Uno de los deseos más arraigados en el ser humano es el de encontrar receptáculos en los que refugiar su memoria. La historia de la humanidad es la liza permanente de qué hacer para proteger lo aprendido, qué inventar para guarecer la experiencia biográfica del advenimiento de una muerte que cuando irrumpe hace desaparecer toda la memoria episódica y semántica en la que se condensa una existencia. De ese deseo insujetable y de la multiplicidad de ocurrencias para satisfacerlo nació el libro. La travesía de ese almacenaje variopinto parte desde algo tan poderoso y mágico como las representaciones icónicas de las cuevas hasta llegar a la construcción del lenguaje articulado. Ese lenguaje se solidificó en la escritura cuneiforme de los sumerios registrada en tablas de arcilla, de ahí saltó al revolucionario papiro egipcio, al carísimo pergamino medieval (todavía recuerdo el estupor que me supuso escuchar en una clase de Filosofía Antigua y Medieval la escandalosa cifra de corderos degollados para manuscribir la Summa Theologiae de Santo Tomás de Aquino), al libro códice, al ingenioso papel chino, a la disruptiva imprenta inventada por Gutenberg en el siglo XV, al multisecular libro contemporáneo, al e-book, a las múltiples permutaciones de soportes que facilita la digitalización y su universo de pantallas. Con prosa vibrante y emotiva, el historiador de medios de comunicación Roman Gubern lo relata en un ensayo de título inequívoco, Metamorfosis de la lectura. Es un libro tan hermoso y tan elocuente que desde su publicación hace casi una década lo he regalado unas cuantas veces a personas con las que coincido en que leer absorta e ilustradamente es el mayor acto de pronunciamiento disidente puesto a nuestro alcance en un mundo que privilegia prácticas que señalan justo la dirección opuesta.

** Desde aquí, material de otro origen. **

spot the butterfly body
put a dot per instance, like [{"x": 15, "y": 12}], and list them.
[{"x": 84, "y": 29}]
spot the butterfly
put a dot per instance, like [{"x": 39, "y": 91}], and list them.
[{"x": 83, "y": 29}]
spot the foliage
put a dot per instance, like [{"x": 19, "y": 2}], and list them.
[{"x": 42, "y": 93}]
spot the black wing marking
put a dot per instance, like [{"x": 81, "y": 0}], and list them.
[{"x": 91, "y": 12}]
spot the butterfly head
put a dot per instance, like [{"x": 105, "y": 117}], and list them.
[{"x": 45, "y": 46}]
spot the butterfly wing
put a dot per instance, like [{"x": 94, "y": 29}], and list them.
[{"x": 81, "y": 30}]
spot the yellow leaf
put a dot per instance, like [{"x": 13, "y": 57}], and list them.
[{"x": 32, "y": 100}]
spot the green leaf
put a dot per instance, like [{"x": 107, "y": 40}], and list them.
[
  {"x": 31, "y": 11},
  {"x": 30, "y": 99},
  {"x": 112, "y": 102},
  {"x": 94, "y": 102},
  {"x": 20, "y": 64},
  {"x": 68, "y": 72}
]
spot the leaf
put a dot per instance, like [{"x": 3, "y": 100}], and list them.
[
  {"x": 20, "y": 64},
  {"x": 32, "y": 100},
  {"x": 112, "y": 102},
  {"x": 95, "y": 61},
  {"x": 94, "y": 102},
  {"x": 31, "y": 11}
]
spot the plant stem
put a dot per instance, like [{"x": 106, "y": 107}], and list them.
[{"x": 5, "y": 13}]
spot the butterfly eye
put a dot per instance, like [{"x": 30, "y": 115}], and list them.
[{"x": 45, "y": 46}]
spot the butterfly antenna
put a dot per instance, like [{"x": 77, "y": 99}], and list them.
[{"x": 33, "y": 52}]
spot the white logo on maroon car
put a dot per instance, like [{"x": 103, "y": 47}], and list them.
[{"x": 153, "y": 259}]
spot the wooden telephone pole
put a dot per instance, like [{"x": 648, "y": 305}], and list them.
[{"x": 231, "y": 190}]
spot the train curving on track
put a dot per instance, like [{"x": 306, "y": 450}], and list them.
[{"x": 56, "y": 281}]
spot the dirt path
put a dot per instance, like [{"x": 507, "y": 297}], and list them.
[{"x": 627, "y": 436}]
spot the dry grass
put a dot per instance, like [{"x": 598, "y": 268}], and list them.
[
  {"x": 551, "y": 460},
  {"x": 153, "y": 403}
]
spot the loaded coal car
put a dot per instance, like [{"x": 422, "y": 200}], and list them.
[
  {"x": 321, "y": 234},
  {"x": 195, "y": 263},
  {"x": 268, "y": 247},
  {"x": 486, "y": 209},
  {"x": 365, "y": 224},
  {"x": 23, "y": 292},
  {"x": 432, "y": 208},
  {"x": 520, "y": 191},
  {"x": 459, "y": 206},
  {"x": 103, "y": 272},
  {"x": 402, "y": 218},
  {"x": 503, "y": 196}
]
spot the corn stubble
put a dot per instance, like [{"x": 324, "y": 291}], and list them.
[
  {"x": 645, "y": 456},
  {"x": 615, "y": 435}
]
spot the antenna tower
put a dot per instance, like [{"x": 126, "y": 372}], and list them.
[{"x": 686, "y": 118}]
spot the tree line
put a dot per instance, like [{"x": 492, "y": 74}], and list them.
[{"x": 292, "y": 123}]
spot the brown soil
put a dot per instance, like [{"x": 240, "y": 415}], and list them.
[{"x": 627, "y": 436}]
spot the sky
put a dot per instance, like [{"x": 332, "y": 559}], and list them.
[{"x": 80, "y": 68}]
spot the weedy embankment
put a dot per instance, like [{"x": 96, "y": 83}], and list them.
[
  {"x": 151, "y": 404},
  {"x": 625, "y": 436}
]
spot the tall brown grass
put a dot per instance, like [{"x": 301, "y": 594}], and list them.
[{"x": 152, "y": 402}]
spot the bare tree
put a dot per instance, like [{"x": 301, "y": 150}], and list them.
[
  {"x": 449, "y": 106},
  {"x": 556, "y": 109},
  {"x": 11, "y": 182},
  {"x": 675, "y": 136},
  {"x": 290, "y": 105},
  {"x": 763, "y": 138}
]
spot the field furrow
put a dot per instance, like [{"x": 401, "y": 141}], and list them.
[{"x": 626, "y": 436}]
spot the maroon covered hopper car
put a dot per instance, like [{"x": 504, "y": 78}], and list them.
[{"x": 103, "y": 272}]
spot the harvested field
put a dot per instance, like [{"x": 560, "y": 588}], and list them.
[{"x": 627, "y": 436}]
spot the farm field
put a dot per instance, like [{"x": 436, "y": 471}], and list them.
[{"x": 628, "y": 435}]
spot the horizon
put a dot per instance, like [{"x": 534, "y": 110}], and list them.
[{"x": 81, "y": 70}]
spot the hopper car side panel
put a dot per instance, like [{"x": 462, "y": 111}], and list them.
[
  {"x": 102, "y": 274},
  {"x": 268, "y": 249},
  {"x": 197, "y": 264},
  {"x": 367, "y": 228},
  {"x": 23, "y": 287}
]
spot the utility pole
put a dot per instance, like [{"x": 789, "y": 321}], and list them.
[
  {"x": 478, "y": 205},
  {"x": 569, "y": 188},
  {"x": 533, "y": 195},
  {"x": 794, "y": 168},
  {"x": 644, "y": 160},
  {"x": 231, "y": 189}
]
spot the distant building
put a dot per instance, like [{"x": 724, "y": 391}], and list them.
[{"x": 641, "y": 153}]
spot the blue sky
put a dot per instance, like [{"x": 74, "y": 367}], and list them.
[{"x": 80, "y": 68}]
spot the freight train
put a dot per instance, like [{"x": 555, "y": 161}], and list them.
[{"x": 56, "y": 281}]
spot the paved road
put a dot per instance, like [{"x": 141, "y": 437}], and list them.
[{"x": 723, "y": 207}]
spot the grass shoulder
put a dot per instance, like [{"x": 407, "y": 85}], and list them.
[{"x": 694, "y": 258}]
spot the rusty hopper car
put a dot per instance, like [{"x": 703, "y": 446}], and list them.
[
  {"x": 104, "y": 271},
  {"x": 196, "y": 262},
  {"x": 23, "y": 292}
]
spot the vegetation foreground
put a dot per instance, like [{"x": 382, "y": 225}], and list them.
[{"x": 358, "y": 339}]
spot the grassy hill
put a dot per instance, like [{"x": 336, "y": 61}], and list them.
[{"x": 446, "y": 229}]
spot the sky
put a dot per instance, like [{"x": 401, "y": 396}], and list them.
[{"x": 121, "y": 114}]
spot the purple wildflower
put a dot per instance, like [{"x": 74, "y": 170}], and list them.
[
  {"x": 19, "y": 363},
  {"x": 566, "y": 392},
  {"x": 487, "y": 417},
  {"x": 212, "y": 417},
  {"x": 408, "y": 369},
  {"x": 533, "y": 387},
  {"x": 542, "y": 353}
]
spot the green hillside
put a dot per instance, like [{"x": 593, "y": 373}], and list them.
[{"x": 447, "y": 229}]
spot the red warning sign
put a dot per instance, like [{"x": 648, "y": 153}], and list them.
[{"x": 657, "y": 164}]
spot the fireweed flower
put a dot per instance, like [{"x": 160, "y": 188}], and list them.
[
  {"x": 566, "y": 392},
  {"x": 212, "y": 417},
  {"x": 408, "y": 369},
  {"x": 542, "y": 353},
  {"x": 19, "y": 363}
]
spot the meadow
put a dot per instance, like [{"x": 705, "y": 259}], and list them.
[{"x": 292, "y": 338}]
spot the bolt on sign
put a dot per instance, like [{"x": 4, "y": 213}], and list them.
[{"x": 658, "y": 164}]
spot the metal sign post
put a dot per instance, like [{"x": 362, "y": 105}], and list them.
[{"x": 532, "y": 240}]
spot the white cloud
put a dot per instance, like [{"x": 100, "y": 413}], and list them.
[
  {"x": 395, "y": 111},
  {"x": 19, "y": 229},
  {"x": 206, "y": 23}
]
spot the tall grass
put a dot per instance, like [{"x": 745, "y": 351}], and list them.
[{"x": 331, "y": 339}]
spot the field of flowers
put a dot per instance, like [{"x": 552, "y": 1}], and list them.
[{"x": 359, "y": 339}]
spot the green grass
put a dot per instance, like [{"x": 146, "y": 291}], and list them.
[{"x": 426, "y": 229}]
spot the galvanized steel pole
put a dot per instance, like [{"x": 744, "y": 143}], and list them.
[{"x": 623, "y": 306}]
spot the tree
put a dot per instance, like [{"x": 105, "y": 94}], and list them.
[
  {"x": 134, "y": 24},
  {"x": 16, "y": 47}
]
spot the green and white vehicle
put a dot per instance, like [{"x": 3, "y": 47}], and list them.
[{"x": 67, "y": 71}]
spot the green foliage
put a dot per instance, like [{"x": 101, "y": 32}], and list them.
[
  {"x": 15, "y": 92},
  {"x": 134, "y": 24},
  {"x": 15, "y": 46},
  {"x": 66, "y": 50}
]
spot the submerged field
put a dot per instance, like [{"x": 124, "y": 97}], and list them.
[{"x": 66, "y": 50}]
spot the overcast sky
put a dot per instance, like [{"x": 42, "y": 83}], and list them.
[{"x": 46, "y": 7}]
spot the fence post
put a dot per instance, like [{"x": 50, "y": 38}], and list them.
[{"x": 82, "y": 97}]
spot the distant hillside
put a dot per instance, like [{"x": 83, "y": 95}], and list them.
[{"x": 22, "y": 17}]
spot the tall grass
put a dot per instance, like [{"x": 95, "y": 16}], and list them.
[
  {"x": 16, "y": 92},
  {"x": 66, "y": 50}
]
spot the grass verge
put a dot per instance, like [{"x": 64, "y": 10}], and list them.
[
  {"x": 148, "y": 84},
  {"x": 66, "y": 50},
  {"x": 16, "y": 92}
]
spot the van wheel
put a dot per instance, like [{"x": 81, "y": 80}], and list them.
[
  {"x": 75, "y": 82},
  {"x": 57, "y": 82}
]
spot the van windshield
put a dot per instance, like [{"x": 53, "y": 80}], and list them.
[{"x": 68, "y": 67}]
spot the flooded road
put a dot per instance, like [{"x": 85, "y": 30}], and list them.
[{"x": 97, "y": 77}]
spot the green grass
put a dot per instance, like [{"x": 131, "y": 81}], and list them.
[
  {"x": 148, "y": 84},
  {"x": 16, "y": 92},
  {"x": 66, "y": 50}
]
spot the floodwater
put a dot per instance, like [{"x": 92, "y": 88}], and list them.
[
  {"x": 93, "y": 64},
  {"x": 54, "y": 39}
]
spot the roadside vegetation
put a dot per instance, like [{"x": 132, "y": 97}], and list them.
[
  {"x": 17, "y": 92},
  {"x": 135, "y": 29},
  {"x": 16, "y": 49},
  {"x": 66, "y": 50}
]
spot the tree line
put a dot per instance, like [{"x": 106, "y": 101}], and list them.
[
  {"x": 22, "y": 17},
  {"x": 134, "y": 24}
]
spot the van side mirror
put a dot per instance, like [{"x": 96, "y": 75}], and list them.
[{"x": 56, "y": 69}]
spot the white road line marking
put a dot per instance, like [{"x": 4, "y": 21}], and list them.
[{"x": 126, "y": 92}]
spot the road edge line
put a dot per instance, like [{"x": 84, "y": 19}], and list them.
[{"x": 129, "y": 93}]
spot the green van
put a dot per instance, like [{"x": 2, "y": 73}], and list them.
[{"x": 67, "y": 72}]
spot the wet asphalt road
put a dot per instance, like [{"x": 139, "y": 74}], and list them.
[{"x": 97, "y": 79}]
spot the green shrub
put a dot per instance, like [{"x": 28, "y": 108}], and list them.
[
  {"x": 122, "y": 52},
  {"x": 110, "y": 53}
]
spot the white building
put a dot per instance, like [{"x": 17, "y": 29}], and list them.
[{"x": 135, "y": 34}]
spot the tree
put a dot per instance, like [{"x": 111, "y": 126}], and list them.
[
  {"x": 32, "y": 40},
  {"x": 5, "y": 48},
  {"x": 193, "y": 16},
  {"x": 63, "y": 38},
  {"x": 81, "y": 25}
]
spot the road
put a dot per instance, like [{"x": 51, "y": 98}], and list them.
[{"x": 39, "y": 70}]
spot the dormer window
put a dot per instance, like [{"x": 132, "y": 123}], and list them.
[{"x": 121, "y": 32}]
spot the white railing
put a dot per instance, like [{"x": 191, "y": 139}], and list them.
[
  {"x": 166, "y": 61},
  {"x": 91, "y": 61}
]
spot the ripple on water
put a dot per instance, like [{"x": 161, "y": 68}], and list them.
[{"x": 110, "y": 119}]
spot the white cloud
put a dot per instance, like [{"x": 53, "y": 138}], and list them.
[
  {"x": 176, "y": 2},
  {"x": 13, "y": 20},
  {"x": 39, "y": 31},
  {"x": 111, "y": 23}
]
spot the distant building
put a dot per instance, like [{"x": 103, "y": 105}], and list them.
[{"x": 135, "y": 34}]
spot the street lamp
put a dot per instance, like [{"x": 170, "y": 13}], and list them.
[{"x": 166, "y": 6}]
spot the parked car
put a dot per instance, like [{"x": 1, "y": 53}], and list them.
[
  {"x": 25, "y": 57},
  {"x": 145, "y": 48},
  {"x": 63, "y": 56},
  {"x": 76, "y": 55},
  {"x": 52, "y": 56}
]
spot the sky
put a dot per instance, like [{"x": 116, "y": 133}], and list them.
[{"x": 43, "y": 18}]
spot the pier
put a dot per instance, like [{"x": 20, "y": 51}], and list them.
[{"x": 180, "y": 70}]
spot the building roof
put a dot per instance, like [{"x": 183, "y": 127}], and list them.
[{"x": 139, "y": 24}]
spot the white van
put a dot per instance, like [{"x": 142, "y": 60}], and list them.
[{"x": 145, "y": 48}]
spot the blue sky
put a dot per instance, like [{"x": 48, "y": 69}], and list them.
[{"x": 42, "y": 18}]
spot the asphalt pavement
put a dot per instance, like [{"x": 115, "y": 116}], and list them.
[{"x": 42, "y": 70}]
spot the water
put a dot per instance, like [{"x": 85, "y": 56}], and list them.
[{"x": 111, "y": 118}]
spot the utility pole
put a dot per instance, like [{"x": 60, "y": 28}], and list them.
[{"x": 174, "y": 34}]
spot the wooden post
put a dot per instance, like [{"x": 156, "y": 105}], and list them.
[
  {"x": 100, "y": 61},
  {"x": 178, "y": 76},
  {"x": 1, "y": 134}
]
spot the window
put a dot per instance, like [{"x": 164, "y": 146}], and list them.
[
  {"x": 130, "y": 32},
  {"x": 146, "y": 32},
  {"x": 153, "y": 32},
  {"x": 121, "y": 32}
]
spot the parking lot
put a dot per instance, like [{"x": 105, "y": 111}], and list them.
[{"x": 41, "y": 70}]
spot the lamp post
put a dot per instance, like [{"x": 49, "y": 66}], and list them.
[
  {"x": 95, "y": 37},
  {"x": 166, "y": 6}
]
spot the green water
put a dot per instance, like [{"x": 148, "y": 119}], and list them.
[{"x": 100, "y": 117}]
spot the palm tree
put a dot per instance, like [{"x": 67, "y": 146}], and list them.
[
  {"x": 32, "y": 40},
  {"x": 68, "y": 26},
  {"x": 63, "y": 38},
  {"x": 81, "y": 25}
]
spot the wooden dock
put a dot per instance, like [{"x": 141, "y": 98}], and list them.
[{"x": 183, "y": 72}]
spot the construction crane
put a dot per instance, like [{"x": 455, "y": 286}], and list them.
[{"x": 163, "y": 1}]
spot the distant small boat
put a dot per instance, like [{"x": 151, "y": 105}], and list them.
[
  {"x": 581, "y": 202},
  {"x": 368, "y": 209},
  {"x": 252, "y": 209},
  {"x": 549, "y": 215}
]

En los libros descansa aquello que las mentes más preclaras han dejado por escrito tras discernir mucho, ordenar empalabradamente el desorden en el que se incuban los hallazgos creativos. Este legado se llama cultura, el préstamo que nos conceden nuestros antepasados y también nuestros coetáneos para que ahora nuestra inteligencia no parta de cero en sus elucidaciones. Los que dedican un tiempo diario a adentrarse en las páginas de los libros hacen reflexiva la experiencia de vivir al convertir la lectura en espacio de interacción, interpelación y performatividad, y la hacen así porque dotan al cerebro de lenguaje, el nutriente natural con el que se vertebra y dinamiza la estructura lingüística de la cognición. Pero no se trata de un lenguaje cualquiera, sino del lenguaje del que ha estado corrigiendo una y otra vez su escritura hasta encontrar la palabra nítida y exacta que permita que la idea se presente del modo más inteligible y bello posible para ser compartida. Quizá ahora se entienda porque hoy es un día que todos deberíamos celebrar con entusiasmo desde nuestra posición de afortunados prestatarios. Basta con abrir un libro o encender un dispositivo electrónico para sentir la inconmensurable suerte que tenemos de poder aprovecharnos de la encarnizada batalla librada durante siglos para que la inteligencia triunfara sobre la desmemoria. Feliz Día del Libro 2019 a todas y todos.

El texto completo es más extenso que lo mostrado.